Wednesday, 1 October 2008

Share indices in September – What a difference a month makes!

It’ll come as little surprise that every one of the indices we track (see below) reversed all their positive August gains – and then some. All are now well below the waterline YTD, with Fixed Line Telecom the worst (-35%). Among the UK indices, though, it was software and computer services (SCS) that fell most during the month (-15.8%), though the notable exception was again Axon which rose another 13% in September (30% YTD) with yet no resolution on ownership. Among the larger UK software and IT services players, Misys was worst hit (-23% MTD, -24% YTD), whereas Capita (actually in the FTSE Support Services sector, but we treat it as one of “ours”) ‘only’ lost 3% in the month leaving the stock level-pegging YTD. Logica fell 20% MTD and is now down 9% YTD; Sage is down 7% MTD and 15% YTD.

It’s hard to think that there will be any IT players still ‘living in denial’ after the dramas of the past couple of weeks. Those that have yet to batten down the hatches may have left it too late. We fully expect demand levels across the IT sector – from consumer to enterprise – to drop with resulting impact on top and bottom lines. We should see signs of this in the September quarterly reports (the Indians kick off with Infosys on 10th October) and we expect the impact to become more evident in the oh-so-crucial December quarter. It really makes the traditional Jewish New Year greeting “L’Shana Tova” (“to a good year”) – of which yesterday marked the start – ring rather hollow!

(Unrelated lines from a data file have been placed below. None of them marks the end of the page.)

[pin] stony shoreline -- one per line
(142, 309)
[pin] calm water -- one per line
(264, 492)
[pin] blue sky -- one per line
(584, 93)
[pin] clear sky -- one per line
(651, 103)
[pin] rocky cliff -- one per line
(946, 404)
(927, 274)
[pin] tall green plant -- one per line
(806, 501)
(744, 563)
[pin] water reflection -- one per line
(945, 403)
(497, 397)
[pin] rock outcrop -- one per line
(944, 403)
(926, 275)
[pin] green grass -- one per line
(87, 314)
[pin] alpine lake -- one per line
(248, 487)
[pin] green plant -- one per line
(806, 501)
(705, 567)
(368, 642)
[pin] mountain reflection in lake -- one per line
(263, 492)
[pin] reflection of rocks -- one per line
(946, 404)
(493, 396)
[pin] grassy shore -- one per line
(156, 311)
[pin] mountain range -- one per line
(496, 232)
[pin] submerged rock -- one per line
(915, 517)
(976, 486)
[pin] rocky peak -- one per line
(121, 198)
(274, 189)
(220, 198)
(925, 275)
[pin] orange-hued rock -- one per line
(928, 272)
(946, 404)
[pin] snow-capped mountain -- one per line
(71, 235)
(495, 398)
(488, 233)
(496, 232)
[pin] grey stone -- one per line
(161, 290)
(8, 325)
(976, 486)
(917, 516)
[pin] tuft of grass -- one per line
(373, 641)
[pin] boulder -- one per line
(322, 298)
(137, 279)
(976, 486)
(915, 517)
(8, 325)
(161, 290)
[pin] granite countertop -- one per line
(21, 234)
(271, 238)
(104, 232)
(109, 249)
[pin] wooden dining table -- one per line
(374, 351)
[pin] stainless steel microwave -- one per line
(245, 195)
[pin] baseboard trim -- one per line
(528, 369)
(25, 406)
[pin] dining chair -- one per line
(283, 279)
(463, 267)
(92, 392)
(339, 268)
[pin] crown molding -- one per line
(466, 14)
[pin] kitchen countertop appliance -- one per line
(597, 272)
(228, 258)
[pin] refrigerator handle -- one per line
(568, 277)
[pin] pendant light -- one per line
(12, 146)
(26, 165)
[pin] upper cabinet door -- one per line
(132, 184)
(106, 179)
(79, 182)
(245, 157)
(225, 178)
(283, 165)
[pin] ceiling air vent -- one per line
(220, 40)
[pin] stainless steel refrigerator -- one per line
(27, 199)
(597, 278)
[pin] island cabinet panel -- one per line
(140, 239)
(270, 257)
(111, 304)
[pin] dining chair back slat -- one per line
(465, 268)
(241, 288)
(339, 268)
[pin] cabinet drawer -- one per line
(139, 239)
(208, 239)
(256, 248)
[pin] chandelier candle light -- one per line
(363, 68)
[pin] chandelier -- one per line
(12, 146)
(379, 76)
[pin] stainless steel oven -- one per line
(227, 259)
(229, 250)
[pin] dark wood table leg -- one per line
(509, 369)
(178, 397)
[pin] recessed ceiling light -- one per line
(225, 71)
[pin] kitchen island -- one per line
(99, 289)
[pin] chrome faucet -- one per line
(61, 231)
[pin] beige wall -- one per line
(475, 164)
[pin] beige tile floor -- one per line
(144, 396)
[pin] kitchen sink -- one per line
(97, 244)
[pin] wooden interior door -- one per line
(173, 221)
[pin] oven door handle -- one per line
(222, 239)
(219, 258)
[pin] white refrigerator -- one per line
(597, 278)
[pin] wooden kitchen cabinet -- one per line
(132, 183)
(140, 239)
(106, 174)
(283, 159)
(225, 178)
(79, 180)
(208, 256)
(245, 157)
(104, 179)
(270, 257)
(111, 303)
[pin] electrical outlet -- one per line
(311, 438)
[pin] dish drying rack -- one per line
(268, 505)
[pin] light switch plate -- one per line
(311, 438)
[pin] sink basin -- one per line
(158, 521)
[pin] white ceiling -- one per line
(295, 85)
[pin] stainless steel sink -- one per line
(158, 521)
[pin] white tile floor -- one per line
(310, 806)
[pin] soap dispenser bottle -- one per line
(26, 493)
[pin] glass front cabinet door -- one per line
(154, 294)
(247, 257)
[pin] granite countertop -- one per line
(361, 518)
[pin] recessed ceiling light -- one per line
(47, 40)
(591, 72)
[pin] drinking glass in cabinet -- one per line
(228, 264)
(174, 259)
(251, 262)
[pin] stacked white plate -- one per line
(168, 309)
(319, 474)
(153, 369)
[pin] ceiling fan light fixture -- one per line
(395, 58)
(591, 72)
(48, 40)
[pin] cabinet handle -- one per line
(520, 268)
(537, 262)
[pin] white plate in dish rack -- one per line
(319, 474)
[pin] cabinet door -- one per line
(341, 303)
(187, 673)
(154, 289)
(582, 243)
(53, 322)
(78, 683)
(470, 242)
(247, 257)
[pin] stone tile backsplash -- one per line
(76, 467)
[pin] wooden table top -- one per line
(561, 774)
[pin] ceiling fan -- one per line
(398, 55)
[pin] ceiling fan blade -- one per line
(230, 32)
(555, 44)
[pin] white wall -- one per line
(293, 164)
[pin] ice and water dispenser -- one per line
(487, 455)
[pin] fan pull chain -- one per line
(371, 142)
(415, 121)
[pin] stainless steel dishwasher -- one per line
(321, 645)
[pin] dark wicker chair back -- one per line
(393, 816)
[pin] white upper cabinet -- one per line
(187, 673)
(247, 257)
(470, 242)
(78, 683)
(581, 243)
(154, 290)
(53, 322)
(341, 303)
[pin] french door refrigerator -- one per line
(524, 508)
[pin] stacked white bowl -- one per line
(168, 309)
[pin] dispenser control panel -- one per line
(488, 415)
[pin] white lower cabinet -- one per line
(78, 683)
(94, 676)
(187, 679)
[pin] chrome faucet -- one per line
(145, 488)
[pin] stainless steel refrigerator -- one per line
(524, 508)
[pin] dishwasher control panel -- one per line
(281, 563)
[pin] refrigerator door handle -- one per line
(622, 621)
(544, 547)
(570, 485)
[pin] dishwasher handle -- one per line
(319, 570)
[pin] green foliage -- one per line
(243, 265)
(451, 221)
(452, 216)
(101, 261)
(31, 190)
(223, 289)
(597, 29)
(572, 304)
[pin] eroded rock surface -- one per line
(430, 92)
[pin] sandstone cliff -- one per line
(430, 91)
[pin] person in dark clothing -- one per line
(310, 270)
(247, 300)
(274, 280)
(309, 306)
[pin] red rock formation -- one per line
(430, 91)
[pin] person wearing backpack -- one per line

Footnote: The media are still giving a good hammering to “spiv traders” (read short-sellers) as the cause of these woes. You may have seen my ‘contrarian’ views in UKHotViews last week (IBM added to shorting ban list) and I stand by them. Let me add some food for thought. Short-selling is not the cause of the problem but the effect. If a trader sees a dodgy balance sheet – the symptom – because a bank betted on bad debts – the cause – then I think that’s fair game (with caveats). And please don’t forget, a ‘short’ bet only works if there is a taker, i.e. a counterparty who is betting the stock will go up!